The wildcard in this revamped PPI remains the newly-added services sector, which largely is unpredictable, volatile and of limited meaning due to its inflation measurements having minimal relationship to real-world activity.  Although the new series is less dependent on the increasingly “antiquated” concepts of oil, food and “core” (ex-food and energy) inflation, services costs should see continuing inflationary pressures—and shrinking profit margins—from rising prices in the “hard” economy.  Accordingly, the aggregate headline June PPI inflation most likely will show at least a minimal headline monthly increase.


Residential Construction—Housing Starts (June 2014).
  On Thursday, July 17th, the Census Bureau will publish its estimate of June 2014 housing starts.  Despite extreme monthly volatility seen regularly in the reporting of this series, and despite near-perpetual wishful upside market expectations for housing starts—although June expectations appear to be for close to a headline “unchanged” reading—month-to-month change likely will continue a pattern of statistical-insignificance, with ongoing stagnation and renewed downturn or downside revisions.  As usual, this series is subject to large prior-period revisions.

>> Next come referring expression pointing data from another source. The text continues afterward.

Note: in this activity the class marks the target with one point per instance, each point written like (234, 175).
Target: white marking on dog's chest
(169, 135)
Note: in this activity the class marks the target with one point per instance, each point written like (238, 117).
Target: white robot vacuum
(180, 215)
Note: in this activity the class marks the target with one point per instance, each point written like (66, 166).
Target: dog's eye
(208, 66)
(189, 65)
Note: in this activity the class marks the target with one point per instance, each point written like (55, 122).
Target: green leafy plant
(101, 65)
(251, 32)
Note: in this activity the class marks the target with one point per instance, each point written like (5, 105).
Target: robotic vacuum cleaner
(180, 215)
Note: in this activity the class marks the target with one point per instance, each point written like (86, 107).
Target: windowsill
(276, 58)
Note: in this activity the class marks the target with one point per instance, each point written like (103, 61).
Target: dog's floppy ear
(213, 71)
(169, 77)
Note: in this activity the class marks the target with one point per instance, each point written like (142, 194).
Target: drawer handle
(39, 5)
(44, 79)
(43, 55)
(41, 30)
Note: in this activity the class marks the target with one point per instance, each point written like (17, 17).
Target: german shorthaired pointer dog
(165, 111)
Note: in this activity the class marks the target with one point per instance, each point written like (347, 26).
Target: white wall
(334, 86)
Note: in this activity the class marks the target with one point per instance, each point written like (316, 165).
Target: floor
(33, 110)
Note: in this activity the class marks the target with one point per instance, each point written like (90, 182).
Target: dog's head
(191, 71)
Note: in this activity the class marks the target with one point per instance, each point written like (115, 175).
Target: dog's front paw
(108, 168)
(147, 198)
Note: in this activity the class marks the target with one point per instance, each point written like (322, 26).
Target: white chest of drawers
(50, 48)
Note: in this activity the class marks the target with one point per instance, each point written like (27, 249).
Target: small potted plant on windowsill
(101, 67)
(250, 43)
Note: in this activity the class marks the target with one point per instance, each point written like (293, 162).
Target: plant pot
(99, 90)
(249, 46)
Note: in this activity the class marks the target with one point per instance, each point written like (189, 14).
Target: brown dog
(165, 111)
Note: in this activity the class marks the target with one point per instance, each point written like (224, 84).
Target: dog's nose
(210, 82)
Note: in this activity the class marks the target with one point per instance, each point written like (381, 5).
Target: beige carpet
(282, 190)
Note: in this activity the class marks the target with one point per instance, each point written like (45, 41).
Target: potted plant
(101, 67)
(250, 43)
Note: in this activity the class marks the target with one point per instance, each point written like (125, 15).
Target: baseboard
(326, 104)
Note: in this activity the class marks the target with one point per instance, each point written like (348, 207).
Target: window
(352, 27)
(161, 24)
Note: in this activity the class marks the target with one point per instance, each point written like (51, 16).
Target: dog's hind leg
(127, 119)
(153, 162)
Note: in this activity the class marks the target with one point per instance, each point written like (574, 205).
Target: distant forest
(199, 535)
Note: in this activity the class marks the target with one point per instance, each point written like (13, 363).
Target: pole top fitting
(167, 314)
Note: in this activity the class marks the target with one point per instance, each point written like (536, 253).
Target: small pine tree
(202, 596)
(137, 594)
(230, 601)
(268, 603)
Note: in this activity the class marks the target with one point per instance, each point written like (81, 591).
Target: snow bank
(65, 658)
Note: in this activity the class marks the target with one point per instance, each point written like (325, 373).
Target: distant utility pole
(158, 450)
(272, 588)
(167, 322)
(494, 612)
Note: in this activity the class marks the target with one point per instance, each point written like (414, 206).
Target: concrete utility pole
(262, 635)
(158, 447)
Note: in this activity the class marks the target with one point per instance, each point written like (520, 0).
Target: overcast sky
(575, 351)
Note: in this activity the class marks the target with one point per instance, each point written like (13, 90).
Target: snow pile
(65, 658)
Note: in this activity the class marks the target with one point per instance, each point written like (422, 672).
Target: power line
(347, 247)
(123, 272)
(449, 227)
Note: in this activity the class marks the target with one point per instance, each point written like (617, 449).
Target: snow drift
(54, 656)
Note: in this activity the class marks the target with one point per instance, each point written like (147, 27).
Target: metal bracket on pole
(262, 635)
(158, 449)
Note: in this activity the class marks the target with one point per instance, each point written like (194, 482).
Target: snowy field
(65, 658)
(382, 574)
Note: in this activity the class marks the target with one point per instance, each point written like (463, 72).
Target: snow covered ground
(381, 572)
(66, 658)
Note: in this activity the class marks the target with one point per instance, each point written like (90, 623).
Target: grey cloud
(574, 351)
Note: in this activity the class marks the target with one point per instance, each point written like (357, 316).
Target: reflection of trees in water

In the wake of a 75% collapse in aggregate activity from 2006 through 2008, and an ensuing five-year pattern of housing starts stagnation at historically low levels, little has changed.  Again, as was discussed in the updated section on Consumer Liquidity Conditions, there remains no chance of a near-term, sustainable turnaround in the housing market, unless there is a fundamental upturn in consumer and banking-liquidity conditions.  That has not happened and does not appear to be in the offing.